Decaying Subway Posters Become Art in DNAinfo Photographer's Exhibition
LOWER EAST SIDE — While covering stories often filled with the grim details of New York City crime, Ben Fractenberg, a general assignment reporter and photographer for DNAinfo New York, found respite in an odd way — photographing aging and peeling subway posters.
Since 2011, he has been documenting the decaying advertisements as he traversed the city in a workday that could also include reporting on murder charges, staking out a crime scene or interviewing and photographing parents mourning the death of a child.
"I think part of [the poster photography] was to have a little bit of a break from it," said Fractenberg, 35, a staff member at DNAinfo since 2010. "Often I am photographing things that are kind of depressing."
"I think a lot of people looking at them are surprised they are photos," said Fractenberg, who lives in Fort Greene. "They look at them and think they are paintings."
As the posters age, sections begin to peel back revealing a cross-pollination of textures, colors and images. This mash-up of advertisements from past and present is where Fractenberg focuses his lens.
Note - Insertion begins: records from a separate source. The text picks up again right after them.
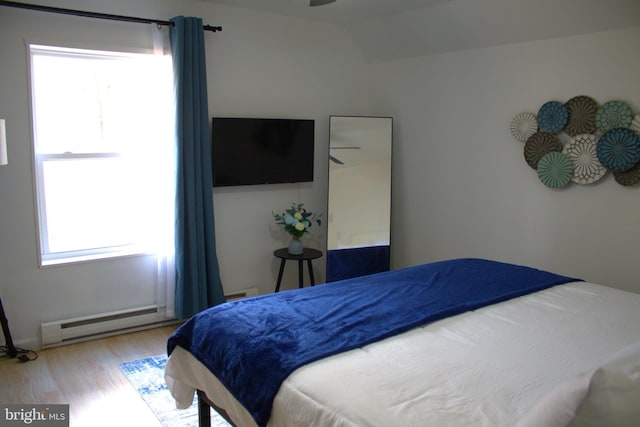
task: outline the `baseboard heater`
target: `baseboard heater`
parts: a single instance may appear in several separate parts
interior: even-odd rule
[[[42,323],[42,348],[56,347],[176,323],[163,307],[146,306]]]
[[[227,301],[233,301],[258,294],[258,288],[248,288],[230,292],[225,294],[225,297]],[[179,322],[179,320],[167,318],[165,307],[156,305],[47,322],[41,324],[42,348],[142,331]]]
[[[257,295],[260,295],[258,288],[247,288],[240,291],[225,293],[224,297],[227,299],[227,302],[231,302],[237,299],[255,297]]]

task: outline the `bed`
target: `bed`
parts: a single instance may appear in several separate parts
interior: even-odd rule
[[[201,426],[640,425],[640,294],[495,261],[222,304],[168,353]]]

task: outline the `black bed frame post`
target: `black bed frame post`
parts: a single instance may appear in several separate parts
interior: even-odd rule
[[[198,427],[211,427],[211,409],[218,413],[232,427],[237,425],[231,420],[231,417],[221,407],[216,405],[207,397],[204,391],[198,390]]]
[[[198,426],[211,427],[211,407],[207,403],[204,392],[198,390]]]

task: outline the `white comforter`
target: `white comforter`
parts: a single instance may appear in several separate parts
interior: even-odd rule
[[[296,370],[269,425],[515,426],[554,387],[640,342],[640,295],[570,283]],[[204,390],[238,426],[249,414],[182,348],[166,379],[178,407]]]

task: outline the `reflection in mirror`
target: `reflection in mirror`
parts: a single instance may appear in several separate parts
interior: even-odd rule
[[[387,271],[391,117],[331,116],[327,282]]]

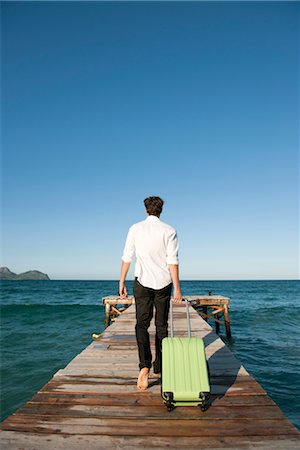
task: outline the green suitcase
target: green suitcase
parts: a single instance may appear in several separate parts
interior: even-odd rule
[[[169,411],[176,406],[207,409],[210,397],[208,364],[202,338],[191,337],[189,305],[185,300],[188,337],[174,337],[173,305],[170,303],[171,337],[162,341],[161,395]]]

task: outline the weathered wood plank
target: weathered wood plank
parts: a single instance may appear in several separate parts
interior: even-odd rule
[[[212,394],[211,396],[212,406],[274,406],[273,400],[265,395],[243,395],[243,396],[230,396],[223,395],[218,396]],[[36,394],[28,403],[40,403],[40,404],[57,404],[57,405],[107,405],[107,406],[162,406],[160,393],[152,395],[144,395],[139,392],[123,392],[123,393],[111,393],[111,394],[98,394],[95,392],[89,394],[74,394],[74,393],[52,393],[43,392]],[[276,405],[277,407],[277,405]]]
[[[26,404],[19,409],[19,414],[57,417],[111,417],[111,418],[136,418],[136,419],[285,419],[283,413],[275,405],[272,406],[214,406],[203,412],[200,408],[182,407],[176,408],[170,414],[164,405],[159,406],[106,406],[99,405],[60,405],[57,404]]]
[[[134,368],[135,367],[135,368]],[[128,367],[126,366],[125,368],[123,368],[122,366],[120,366],[119,368],[112,368],[111,370],[107,370],[104,368],[97,368],[97,366],[84,366],[82,368],[77,367],[77,368],[71,368],[71,369],[64,369],[61,371],[58,371],[55,375],[54,378],[60,378],[60,377],[64,377],[64,376],[110,376],[113,378],[116,377],[121,377],[121,378],[132,378],[134,380],[137,379],[137,371],[138,369],[138,365],[137,363],[135,363],[134,367]],[[248,372],[243,368],[239,368],[239,369],[234,369],[234,368],[226,368],[226,367],[222,367],[221,365],[219,366],[215,366],[213,367],[213,369],[211,368],[211,373],[214,376],[228,376],[228,377],[234,377],[234,376],[247,376]],[[150,377],[152,377],[152,372],[150,372]],[[157,378],[157,377],[155,377]]]
[[[95,393],[122,393],[122,392],[136,392],[136,386],[134,385],[124,385],[124,384],[60,384],[60,385],[51,385],[41,389],[41,392],[65,392],[65,393],[78,393],[85,394],[90,392]],[[243,387],[227,387],[222,385],[213,385],[211,388],[211,392],[216,395],[265,395],[263,389],[257,386],[243,386]],[[144,395],[151,395],[152,393],[160,393],[160,386],[154,385],[151,386],[150,389],[147,390],[147,393]]]
[[[155,380],[157,381],[157,384],[160,384],[160,378],[158,376],[154,376],[151,374],[150,372],[150,378],[155,378]],[[86,374],[79,374],[79,375],[74,375],[74,374],[68,374],[68,375],[61,375],[58,377],[54,377],[52,378],[46,385],[59,385],[59,384],[63,384],[63,383],[85,383],[85,384],[90,384],[90,383],[98,383],[98,384],[103,384],[103,383],[110,383],[110,384],[115,384],[118,383],[119,379],[121,379],[123,384],[134,384],[131,376],[129,377],[121,377],[121,376],[116,376],[116,377],[110,377],[110,376],[105,376],[102,374],[96,374],[93,376],[89,376]],[[211,375],[210,376],[210,382],[211,385],[214,385],[215,383],[217,384],[223,384],[225,386],[231,386],[231,385],[235,385],[235,386],[245,386],[245,385],[250,385],[252,387],[259,387],[261,388],[260,384],[251,376],[249,375],[241,375],[241,376],[214,376]],[[262,389],[262,388],[261,388]],[[149,389],[148,389],[149,390]],[[263,389],[262,389],[263,390]],[[263,392],[265,393],[265,391],[263,390]]]
[[[95,417],[57,418],[12,415],[4,422],[5,430],[30,430],[38,433],[95,434],[119,436],[274,436],[298,435],[287,419],[143,419],[137,426],[135,419]]]
[[[295,450],[299,438],[281,436],[99,436],[35,434],[4,431],[1,434],[2,450],[156,450],[171,449],[227,449],[227,450]]]

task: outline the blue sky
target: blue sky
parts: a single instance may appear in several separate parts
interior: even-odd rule
[[[299,4],[2,2],[2,40],[1,265],[117,279],[159,195],[183,279],[298,278]]]

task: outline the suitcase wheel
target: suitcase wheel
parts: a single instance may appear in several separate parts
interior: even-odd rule
[[[173,405],[173,403],[171,403],[171,404],[167,404],[167,410],[169,411],[169,412],[171,412],[171,411],[173,411],[173,409],[175,409],[176,408],[176,406],[175,405]]]
[[[209,392],[200,392],[199,398],[202,400],[202,403],[199,406],[201,411],[206,411],[208,409],[209,397],[210,397]]]
[[[165,400],[165,405],[167,407],[167,410],[169,412],[173,411],[173,409],[175,409],[175,405],[173,403],[173,398],[174,398],[173,392],[164,392],[163,397]]]

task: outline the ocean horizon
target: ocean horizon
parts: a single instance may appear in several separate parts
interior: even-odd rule
[[[98,281],[98,282],[106,282],[106,281],[115,281],[119,283],[118,278],[106,278],[106,279],[97,279],[97,278],[50,278],[50,280],[0,280],[0,281]],[[126,280],[130,283],[133,280]],[[197,280],[193,278],[182,278],[181,281],[195,281],[200,283],[202,281],[300,281],[298,278],[205,278],[203,280]]]
[[[118,280],[1,280],[1,420],[28,401],[105,326]],[[127,282],[132,294],[132,280]],[[230,297],[220,337],[300,429],[299,280],[182,280],[183,295]],[[214,328],[214,327],[213,327]],[[137,368],[138,371],[138,368]]]

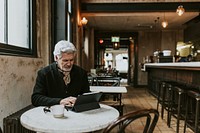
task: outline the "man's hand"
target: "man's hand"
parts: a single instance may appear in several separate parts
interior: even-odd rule
[[[73,106],[75,101],[76,101],[76,97],[67,97],[67,98],[62,99],[60,101],[60,104],[67,105],[67,106]]]

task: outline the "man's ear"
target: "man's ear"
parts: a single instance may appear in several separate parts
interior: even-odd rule
[[[56,55],[56,56],[54,56],[54,60],[55,61],[57,61],[58,60],[58,56]]]
[[[76,55],[77,55],[77,54],[76,54],[76,53],[74,53],[74,57],[76,57]]]

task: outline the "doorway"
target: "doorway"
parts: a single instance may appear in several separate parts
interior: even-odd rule
[[[109,31],[95,31],[95,50],[94,50],[94,58],[95,58],[95,68],[97,69],[105,69],[109,65],[113,65],[116,68],[113,62],[105,62],[104,55],[105,53],[115,53],[115,58],[119,60],[117,68],[120,70],[120,76],[127,80],[127,84],[131,86],[138,85],[138,33],[137,32],[109,32]],[[114,44],[112,42],[113,37],[119,37],[120,46],[118,49],[114,48]],[[126,52],[122,52],[126,51]],[[122,55],[118,55],[122,54]],[[108,55],[108,54],[107,54]],[[116,56],[118,57],[116,58]],[[122,65],[120,65],[122,64]]]
[[[113,50],[107,48],[104,54],[106,69],[112,69],[117,76],[122,78],[121,83],[127,84],[128,81],[128,66],[129,66],[128,49]]]

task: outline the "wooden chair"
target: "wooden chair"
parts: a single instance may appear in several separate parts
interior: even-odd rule
[[[143,133],[153,133],[159,118],[159,112],[156,109],[143,109],[120,116],[115,121],[110,123],[103,130],[103,133],[111,133],[113,130],[116,130],[116,128],[116,133],[125,133],[125,129],[130,123],[133,123],[135,120],[144,118],[146,118],[146,123],[144,125]]]

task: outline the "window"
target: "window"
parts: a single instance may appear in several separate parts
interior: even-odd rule
[[[0,1],[0,54],[35,56],[35,0]]]
[[[71,0],[68,0],[68,11],[67,11],[67,40],[68,41],[71,41],[72,38],[71,38],[71,15],[72,15],[72,11],[71,11],[71,8],[72,8],[72,2]]]
[[[128,53],[121,53],[116,55],[116,70],[120,73],[128,72]]]

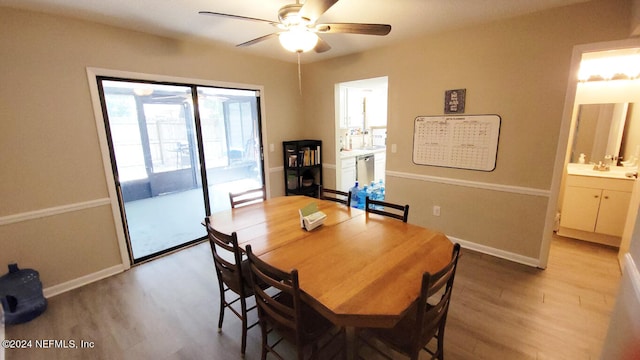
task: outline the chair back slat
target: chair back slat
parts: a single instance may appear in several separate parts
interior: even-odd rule
[[[250,189],[242,192],[229,193],[229,202],[231,203],[231,208],[236,208],[240,205],[248,205],[253,204],[255,202],[264,201],[267,199],[266,188],[263,185],[260,188]]]
[[[322,200],[335,201],[337,203],[351,206],[351,191],[346,192],[341,190],[327,189],[324,186],[320,185],[318,194],[320,195],[319,198]]]
[[[389,209],[397,211],[390,211]],[[365,210],[373,214],[402,220],[403,222],[409,220],[409,205],[399,205],[382,200],[373,200],[367,197],[365,200]]]
[[[296,328],[294,309],[281,303],[280,298],[286,295],[282,293],[269,295],[264,290],[258,290],[255,294],[260,300],[257,302],[258,307],[261,309],[260,311],[263,311],[269,318],[274,319],[277,324],[281,324],[278,327],[292,330]]]

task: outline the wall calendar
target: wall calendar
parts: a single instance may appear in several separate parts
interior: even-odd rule
[[[500,122],[499,115],[418,116],[413,128],[413,162],[493,171]]]

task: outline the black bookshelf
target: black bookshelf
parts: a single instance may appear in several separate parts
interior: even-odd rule
[[[286,195],[318,196],[322,185],[322,141],[283,141]]]

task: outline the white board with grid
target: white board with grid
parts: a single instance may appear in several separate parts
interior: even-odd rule
[[[413,162],[493,171],[500,121],[498,115],[418,116],[413,127]]]

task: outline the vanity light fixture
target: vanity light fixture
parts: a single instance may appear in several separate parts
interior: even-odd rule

The result is an image devoid of context, allowing spectators to forget they are viewing eroding subway posters.
"It's almost abstract impressionism," Fractenberg said.
Mark Miller, owner of the Mark Miller Gallery, praised the images that evoke paintings by Jackson Pollock and Mark Rothko.
"It is almost like he is painting with his camera," Miller said.
While most New Yorkers may speed through the subway in a blind rush, Miller said Fractenberg's photos help to show a side of New York that's worth noticing.
"He grabbed what I consider to be New York City subway treasure," Miller said.
The "Layered City" exhibit features photos taken at many subway stations, including the C train stop at 103rd street on the Upper West Side and the E stop near Queens Criminal Court in Kew Gardens.
The artistic value of decaying posters varies across New York City's subway system, according to Fractenberg. He said he found posters with the most intricate layers and a heightened degree of decay in stations with the fewest riders, making the locations possibly less valuable to advertisers.
At these less-traveled stations, the posters at the ends of platforms also had the best chance of landing in a photo, Fractenberg said.
"They [the posters] tended to have a uniqueness to them," Fractenberg said.
"Layered City" runs at the Mark Miller Gallery, 92 Orchard St., from July 10 - Aug. 10.